There may be more questions about fluoride — the white knight of cavity prevention — than we’ve assumed over a half-century of fluoridating city water and toothpaste. Last year, the National Research Council (NRC) determined that the level of fluoride allowed in community drinking water is too high. Children who consume the highest level of fluoride permitted by the Environmental Protection Agency (EPA) could actually be damaging their teeth and setting themselves up for health risks including lower IQs and osteoporosis.

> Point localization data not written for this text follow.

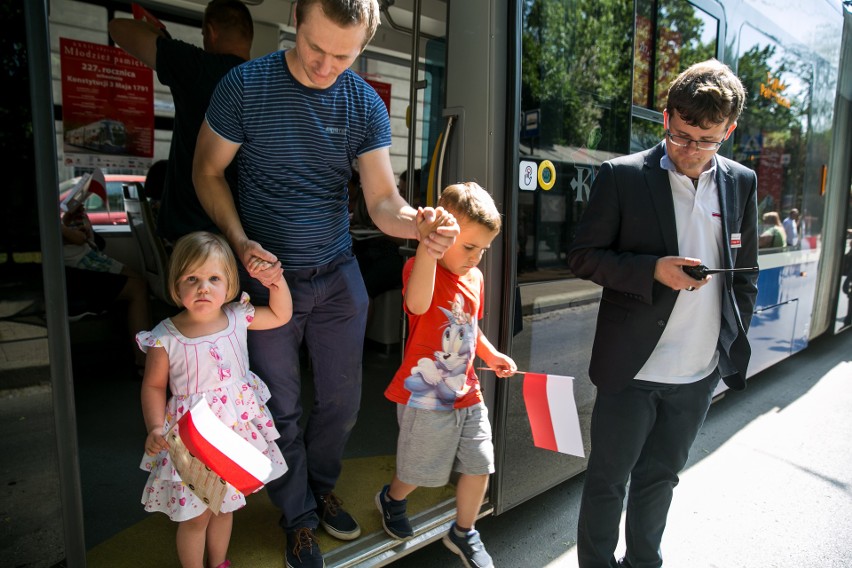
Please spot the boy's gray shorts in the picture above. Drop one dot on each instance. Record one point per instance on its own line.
(434, 443)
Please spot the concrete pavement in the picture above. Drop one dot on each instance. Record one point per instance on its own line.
(768, 483)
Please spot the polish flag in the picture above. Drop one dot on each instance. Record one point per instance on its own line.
(222, 450)
(553, 413)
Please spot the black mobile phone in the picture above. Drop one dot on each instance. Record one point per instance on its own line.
(700, 272)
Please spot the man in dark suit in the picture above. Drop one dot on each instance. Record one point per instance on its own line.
(663, 338)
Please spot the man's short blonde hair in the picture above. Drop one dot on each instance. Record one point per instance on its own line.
(193, 250)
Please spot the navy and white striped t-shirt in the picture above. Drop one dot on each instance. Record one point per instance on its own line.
(298, 145)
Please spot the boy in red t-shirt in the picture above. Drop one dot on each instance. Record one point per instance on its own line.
(442, 418)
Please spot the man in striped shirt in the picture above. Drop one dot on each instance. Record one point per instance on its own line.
(299, 118)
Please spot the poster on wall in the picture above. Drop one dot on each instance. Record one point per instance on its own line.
(107, 107)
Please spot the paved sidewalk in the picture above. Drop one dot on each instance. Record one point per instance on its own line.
(768, 483)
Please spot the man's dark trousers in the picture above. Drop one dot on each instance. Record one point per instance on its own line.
(644, 432)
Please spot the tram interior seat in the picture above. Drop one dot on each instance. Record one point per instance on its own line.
(385, 326)
(151, 249)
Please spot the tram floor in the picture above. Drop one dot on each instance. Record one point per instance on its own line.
(111, 433)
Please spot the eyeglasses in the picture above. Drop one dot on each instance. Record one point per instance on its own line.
(684, 142)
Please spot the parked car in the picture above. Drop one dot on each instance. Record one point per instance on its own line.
(111, 212)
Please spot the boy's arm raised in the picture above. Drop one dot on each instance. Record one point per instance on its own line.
(421, 283)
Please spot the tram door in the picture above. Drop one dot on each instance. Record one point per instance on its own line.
(842, 168)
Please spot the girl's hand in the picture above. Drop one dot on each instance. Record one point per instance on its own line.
(156, 442)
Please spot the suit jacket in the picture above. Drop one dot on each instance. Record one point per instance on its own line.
(628, 224)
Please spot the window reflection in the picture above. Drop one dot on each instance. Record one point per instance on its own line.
(574, 77)
(772, 138)
(684, 35)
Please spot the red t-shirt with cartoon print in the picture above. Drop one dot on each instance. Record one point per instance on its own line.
(437, 371)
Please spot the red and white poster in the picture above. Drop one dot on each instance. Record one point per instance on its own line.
(107, 106)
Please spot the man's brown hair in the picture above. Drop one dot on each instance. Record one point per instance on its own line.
(345, 13)
(707, 94)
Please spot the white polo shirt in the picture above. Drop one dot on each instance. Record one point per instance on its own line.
(687, 351)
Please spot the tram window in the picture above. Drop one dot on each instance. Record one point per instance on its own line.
(670, 36)
(772, 135)
(573, 81)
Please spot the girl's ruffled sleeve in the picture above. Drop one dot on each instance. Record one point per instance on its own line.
(146, 339)
(246, 307)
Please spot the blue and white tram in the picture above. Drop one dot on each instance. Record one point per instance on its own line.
(528, 97)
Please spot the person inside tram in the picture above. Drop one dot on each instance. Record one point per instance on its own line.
(155, 183)
(304, 191)
(663, 339)
(773, 236)
(378, 255)
(191, 73)
(443, 421)
(94, 281)
(791, 227)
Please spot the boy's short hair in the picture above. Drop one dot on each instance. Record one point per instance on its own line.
(193, 250)
(707, 94)
(471, 201)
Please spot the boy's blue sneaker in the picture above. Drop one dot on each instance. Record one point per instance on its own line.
(469, 548)
(303, 549)
(393, 515)
(334, 519)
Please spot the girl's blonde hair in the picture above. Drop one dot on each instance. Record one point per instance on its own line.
(471, 201)
(193, 250)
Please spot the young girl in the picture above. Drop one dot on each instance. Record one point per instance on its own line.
(201, 353)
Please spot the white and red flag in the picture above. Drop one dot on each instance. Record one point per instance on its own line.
(553, 413)
(222, 450)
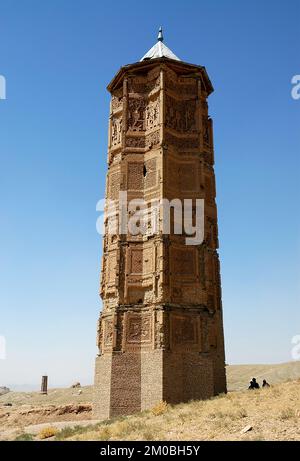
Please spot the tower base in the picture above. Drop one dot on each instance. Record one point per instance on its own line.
(130, 382)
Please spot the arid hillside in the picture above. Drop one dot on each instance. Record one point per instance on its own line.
(272, 414)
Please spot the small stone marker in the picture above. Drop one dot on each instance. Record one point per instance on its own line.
(246, 429)
(44, 386)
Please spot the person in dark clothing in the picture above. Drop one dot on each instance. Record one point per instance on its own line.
(253, 384)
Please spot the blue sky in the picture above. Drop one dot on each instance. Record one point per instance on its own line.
(57, 57)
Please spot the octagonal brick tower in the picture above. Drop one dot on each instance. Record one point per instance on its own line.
(160, 333)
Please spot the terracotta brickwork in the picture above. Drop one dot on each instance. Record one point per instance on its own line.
(160, 333)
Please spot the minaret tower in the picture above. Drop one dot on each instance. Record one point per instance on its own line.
(160, 333)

The rate of fluorosis, splotchy white or brown stains on the teeth that can sometimes lead to pitting of the tooth enamel, in American children has jumped from 23 percent to 32 percent in the past 20 years. A 2006 Harvard study even suggested a link between fluoridated water and a rare form of cancer in young boys.
Armed with the NRC data, the American Dental Association (ADA) issued a statement last November recommending that parents use non-fluoridated water or water with low-fluoride content for mixing infant formula, to ensure babies don’t receive too much fluoride.
So what’s a parent to do? First of all, relax. Dallas’ city water fluoride levels fall well within the EPA’s recommended range of 0.7 – 1.2 parts per million (ppm). Figures from 2005 show Dallas water averaged 0.5 ppm, with a range of 0.3 – 0.6ppm.
The challenge, of course, is making sure your child isn’t picking up too much fluoride from other sources: toothpaste, dental treatments, foods and drinks made with fluoridated water. Most research shows that fluoride applied topically to teeth is more effective than fluoride ingested in food or liquids. Water is one of the easiest ways to do this, explains Dr. David Hale, assistant professor of pediatric dentistry at Dallas’ Baylor College of Dentistry. “The good thing about the fluoridated water is that it’s bathing the teeth each time the child has water to drink,” he says.